Simbol Kemenangan Rakyat dalam Revolusi Perancis
Dalam sejarah panjang Perancis, guillotine juga dianggap menjadi salah satu simbol kemenangan rakyat atas kesewenang-wenangan kerajaan.
Sebermula akibat lonjakan utang kerajaan untuk pembiayaan perang dan kegagalan panen pada 1788, anggaran kerajaan Perancis mengalami defisit 20% di awal 1789. Untuk mencari solusi persoalan ini, pada Mei 1789 raja Louis XVI, yang kharismanya kala itu telah menurun drastis, memanggil États Généraux (parlemen rakyat) untuk bersidang.
Alih-alih menemukan solusi, Louis XVI justru memecat Menteri Keuangan Jacques Necker pada 11 Juli 1789 karena dianggap terlalu berpihak kepada kepentingan rakyat. Ia juga memecat para pejabat lain dengan alasan serupa seperti Puységur, Armand Marc, La Luzerne, dan Saint-Priest. Pemecatan massal ini sejatinya adalah upaya Louis XVI membentuk struktur pemerintahan baru yang memihak kepadanya.

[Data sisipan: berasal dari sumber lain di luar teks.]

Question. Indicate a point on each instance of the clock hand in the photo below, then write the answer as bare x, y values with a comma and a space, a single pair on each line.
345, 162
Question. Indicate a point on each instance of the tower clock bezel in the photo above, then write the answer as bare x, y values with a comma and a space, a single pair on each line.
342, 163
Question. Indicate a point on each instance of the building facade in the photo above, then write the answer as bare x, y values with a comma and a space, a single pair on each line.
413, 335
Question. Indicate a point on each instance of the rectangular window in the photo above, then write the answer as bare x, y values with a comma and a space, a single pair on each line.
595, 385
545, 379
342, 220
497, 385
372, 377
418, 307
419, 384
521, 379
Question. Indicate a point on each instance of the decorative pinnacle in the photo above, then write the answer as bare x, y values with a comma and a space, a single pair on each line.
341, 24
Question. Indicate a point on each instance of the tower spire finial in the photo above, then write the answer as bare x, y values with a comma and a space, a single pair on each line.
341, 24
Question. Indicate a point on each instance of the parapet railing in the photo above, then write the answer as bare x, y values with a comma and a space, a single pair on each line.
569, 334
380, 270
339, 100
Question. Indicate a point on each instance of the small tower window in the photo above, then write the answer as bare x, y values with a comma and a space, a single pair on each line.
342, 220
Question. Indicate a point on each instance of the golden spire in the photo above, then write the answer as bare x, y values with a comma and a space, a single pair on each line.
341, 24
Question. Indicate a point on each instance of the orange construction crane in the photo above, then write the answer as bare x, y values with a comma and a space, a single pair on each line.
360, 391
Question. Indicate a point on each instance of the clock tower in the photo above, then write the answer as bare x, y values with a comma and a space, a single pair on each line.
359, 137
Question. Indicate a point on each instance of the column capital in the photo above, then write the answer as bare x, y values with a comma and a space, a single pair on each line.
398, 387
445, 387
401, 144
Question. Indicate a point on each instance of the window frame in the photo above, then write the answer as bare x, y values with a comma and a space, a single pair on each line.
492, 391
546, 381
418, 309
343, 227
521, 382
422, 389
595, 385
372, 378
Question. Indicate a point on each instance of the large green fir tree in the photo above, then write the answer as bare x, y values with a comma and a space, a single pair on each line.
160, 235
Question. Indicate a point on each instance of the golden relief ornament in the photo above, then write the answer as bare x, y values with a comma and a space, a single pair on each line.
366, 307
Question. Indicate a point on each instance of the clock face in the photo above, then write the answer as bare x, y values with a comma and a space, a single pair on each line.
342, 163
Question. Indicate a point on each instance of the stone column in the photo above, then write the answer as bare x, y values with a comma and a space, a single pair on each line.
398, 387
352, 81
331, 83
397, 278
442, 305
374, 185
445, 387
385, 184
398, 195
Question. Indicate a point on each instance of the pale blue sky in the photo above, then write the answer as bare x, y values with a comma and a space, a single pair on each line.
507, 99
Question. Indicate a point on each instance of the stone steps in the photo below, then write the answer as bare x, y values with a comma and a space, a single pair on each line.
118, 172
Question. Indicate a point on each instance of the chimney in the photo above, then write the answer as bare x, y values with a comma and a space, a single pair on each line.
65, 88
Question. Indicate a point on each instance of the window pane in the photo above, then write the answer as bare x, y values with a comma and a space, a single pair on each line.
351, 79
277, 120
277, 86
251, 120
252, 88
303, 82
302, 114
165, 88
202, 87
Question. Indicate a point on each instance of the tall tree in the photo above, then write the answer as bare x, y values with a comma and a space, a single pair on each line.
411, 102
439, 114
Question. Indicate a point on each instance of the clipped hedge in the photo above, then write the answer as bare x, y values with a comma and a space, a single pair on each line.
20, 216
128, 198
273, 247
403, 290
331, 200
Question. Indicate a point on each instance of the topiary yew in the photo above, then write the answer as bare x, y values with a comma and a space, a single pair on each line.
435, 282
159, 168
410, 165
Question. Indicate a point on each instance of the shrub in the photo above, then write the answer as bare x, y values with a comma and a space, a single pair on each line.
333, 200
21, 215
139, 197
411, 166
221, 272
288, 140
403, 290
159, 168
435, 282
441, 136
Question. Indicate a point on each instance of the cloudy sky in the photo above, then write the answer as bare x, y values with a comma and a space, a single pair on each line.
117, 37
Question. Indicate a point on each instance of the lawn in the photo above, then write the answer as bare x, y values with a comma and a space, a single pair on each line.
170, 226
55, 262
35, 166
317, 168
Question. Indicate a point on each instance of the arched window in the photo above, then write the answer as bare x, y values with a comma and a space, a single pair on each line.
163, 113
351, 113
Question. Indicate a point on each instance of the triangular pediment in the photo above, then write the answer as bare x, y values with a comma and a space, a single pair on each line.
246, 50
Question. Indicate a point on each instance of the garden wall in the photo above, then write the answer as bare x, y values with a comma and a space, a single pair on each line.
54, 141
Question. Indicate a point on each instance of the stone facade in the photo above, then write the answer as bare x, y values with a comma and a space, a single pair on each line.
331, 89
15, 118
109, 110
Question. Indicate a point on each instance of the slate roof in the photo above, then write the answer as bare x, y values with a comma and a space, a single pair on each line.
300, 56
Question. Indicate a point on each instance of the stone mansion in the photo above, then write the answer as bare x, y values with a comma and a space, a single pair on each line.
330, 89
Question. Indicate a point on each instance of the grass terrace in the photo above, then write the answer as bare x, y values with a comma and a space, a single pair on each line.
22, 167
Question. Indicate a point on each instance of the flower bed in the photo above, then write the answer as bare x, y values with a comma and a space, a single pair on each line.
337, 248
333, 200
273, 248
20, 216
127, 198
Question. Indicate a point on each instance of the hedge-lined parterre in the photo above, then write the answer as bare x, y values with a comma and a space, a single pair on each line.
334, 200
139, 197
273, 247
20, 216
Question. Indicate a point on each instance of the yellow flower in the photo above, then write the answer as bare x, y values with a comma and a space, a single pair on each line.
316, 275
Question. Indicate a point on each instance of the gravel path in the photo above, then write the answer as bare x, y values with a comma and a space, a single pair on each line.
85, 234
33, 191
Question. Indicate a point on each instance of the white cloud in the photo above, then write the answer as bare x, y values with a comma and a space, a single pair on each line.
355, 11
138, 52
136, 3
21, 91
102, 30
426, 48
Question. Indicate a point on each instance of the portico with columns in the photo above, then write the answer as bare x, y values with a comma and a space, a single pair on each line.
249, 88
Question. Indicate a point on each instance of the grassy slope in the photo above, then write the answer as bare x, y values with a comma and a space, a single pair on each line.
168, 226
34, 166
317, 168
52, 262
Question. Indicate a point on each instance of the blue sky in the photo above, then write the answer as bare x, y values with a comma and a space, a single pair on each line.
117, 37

Berita pemecatan Necker dan pejabat lain dengan cepat tersebar sehari setelahnya. Di luar, Camille Desmoulins dan Georges Danton, dua orang orator jalanan yang disegani, dengan sigap terus meyakinkan massa agar mulai berani melawan dan bersiap-siap seandainya kerusuhan besar terjadi. Dan benar saja, ribuan orang mulai turun ke jalan dengan secuat rumor: mereka akan menyerbu penjara Bastille.
Mendengar rumor tersebut, Bernard René Jourdan, komandan utama penjara Bastille, menginstruksikan bawahannya untuk memperkuat amunisi dengan tambahan 250 barel mesiu. Namun, ketika massa aksi yang terdiri dari para sans-cullotes (golongan ketiga dalam hierarki masyarakat Perancis) mulai menyerbu Hôtel des Invalides dan penjara Bastille keesokan harinya, 14 Juli 1789, Jourdan dan pasukannya tak berdaya. Ia kemudian dibunuh dan kepalanya diarak keliling kota.

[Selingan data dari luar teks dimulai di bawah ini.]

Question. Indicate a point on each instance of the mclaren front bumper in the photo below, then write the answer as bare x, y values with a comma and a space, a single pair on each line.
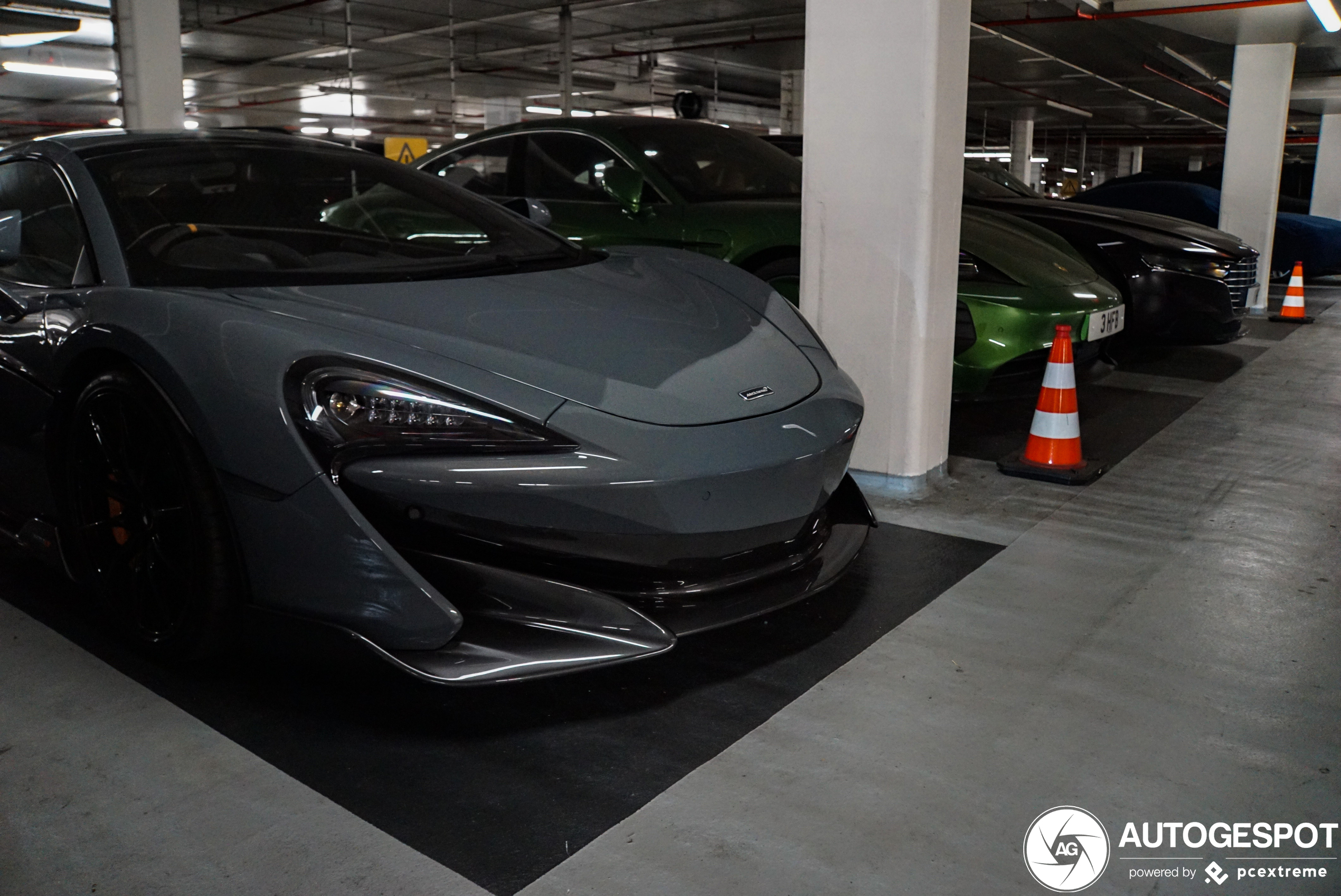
525, 626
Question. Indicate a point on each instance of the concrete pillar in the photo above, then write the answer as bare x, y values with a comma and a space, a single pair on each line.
1129, 160
1327, 173
566, 60
1254, 150
880, 242
1022, 150
149, 58
793, 101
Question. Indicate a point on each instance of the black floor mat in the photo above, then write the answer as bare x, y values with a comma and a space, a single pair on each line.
502, 784
1113, 423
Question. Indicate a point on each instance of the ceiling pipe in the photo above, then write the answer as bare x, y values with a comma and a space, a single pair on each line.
1138, 14
1183, 83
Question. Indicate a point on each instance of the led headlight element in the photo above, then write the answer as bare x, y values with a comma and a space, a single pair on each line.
1217, 267
346, 408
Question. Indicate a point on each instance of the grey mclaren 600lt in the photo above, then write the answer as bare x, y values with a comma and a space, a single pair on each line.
246, 369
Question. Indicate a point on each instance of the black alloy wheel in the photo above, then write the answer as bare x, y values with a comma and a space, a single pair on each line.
147, 526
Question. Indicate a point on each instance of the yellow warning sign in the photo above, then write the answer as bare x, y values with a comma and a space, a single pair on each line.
404, 149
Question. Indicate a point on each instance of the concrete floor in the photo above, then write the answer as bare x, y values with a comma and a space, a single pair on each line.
1160, 646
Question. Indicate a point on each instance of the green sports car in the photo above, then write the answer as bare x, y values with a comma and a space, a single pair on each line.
620, 180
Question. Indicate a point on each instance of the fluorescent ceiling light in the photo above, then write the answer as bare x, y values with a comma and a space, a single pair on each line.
1327, 14
60, 71
10, 42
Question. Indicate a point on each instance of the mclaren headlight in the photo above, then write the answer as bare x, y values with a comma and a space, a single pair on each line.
349, 411
1202, 265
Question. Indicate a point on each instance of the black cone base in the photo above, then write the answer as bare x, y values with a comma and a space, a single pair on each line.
1014, 465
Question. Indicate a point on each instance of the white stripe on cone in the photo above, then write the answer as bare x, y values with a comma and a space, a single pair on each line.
1056, 426
1060, 376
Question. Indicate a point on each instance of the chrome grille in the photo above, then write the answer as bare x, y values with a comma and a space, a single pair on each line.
1241, 279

Peristiwa penyerbuan penjara Bastille tersebut menjadi penanda dimulainya Revolusi Perancis dan berakhirnya ancien régime. Empat tahun berikutnya, kemenangan rakyat Perancis semakin sahih ketika Louis XVI dan istrinya, Marie-Antoinette, berhasil ditangkap lalu dieksekusi mati di hadapan massa yang memadati Place de la Concorde, Paris.
Louis XVI dieksekusi terlebih dahulu pada 21 Januari 1793. Sembilan bulan kemudian, pada 16 Oktober 1793, Marie-Antoinette menyusul takdir suaminya. Kedua pasangan ini sama-sama dieksekusi dengan guillotine. Sejak itu, ide-ide usang yang berhubungan dengan monarki, aristokrat, dan gereja Katolik segera digantikan oleh prinsip baru: Liberté, égalité, fraternité.
Pada September 1981 Perancis akhirnya menghapus hukuman mati. Dan sejak itu pula fungsi guillotine berubah menjadi artefak belaka.